I was reading Algorithms for Modern Hardware recently, specifically the chapter on SIMD, and was impressed by auto-vectorization. The basic idea is that modern CPUs have so-called SIMDSingle Instruction Multiple Data instructions that allow applying an operation to several values at once, which is much faster than performing the equivalent scalar instructions one at a time. Modern compilers can detect certain programming patterns where an operation is performed repeatedly on scalar values and group the operations to make use of the faster instructions.There are some details around having to either pad the last group so it lines up with the group size or run some scalar instructions at the end, it’s really quite clever.

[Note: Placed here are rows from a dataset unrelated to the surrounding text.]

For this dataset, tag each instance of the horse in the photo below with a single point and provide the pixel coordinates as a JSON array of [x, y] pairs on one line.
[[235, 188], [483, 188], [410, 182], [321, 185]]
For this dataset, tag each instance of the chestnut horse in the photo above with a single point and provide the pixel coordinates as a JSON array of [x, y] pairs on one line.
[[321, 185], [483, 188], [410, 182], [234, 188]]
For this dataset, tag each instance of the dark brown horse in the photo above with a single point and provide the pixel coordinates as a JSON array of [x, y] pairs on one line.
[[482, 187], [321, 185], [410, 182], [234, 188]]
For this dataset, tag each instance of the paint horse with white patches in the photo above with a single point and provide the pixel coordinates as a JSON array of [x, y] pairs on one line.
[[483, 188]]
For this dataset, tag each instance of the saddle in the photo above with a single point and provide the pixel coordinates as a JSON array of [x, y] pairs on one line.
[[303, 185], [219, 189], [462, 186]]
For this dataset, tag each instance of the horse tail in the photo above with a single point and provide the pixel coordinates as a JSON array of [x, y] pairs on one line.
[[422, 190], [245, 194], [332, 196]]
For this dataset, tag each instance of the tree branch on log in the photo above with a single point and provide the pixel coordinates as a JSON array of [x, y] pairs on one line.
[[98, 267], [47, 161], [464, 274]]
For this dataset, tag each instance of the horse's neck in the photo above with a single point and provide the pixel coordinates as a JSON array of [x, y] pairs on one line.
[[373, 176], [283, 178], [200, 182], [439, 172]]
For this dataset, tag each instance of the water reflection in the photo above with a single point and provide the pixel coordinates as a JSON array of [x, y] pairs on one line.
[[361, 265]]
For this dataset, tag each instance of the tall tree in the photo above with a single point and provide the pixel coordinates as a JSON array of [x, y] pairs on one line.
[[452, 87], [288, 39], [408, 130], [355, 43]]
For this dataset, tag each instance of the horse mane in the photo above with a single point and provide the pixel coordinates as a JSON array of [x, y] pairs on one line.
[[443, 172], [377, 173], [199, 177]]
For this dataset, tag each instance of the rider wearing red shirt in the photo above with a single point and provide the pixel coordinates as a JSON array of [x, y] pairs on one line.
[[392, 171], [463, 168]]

The book uses primarily C++ for its examples, but I was curious if the same pattern would work in Rust as well, without having to manually annotate anything. So I opened up the compiler explorer and typed in my first test, which looked like this:
#[no_mangle]
fn sum() -> u32 {
(0..1000).sum()
}
To make sure the compiler would feel safe to use SIMD instructions, I used -C opt-level=3 -C target-cpu=skylake, telling it that the target CPU supports
them. But instead of SIMD instructions I got this assembly:
sum:
mov eax, 499500
ret
Turns out I was outsmarted by the compiler, which used constant folding to directly return the final value it computed at compile time. To avoid this optimization from happening we can pass an argument into the function, so that the compiler cannot know the final result:
#[no_mangle]
fn sum(n: u32) -> u32 {
(0..n).sum()
}
Which generates this assembly:
sum:
test edi, edi
je .LBB0_1
lea eax, [rdi - 1]
lea ecx, [rdi - 2]
imul rcx, rax
shr rcx
lea eax, [rdi + rcx]
dec eax
ret
.LBB0_1:
xor eax, eax
ret
Still there are no SIMD instructions in here, which would usually start with the
letter v, such as
vpaddd which adds
integers in parallel. To compare, I wrote the equivalent program in C++:
unsigned int sum(unsigned int n) {
unsigned int rv = 0;
for (unsigned int i = 0; i < n; i++) {
rv += i;
}
return rv;
}
Compiler explorer defaults to GCC to compile C++. I used the equivalent -O3 -march=skylake, and sure enough, I got back 106 lines of assembly (omitted for
brevity), including the desired SIMD instructions. I then switched to Clang, the
LLVM-based C/C++ compiler that is also used by Rust, and it produced the exact
same assembly as it did for the Rust version. This tells us the difference is
not one of languages, but one of compilers.Interestingly enough, the LLVM IR generated is quite different between the
two languages.
A quick comparative benchmark revealed the LLVM version to be significantly
faster than GCC’s vectorized loop, especially for large values of n, which is
unsurprising when looking at the instructions, about 10 scalar instructions will
beat hundreds of loops over vector instructions.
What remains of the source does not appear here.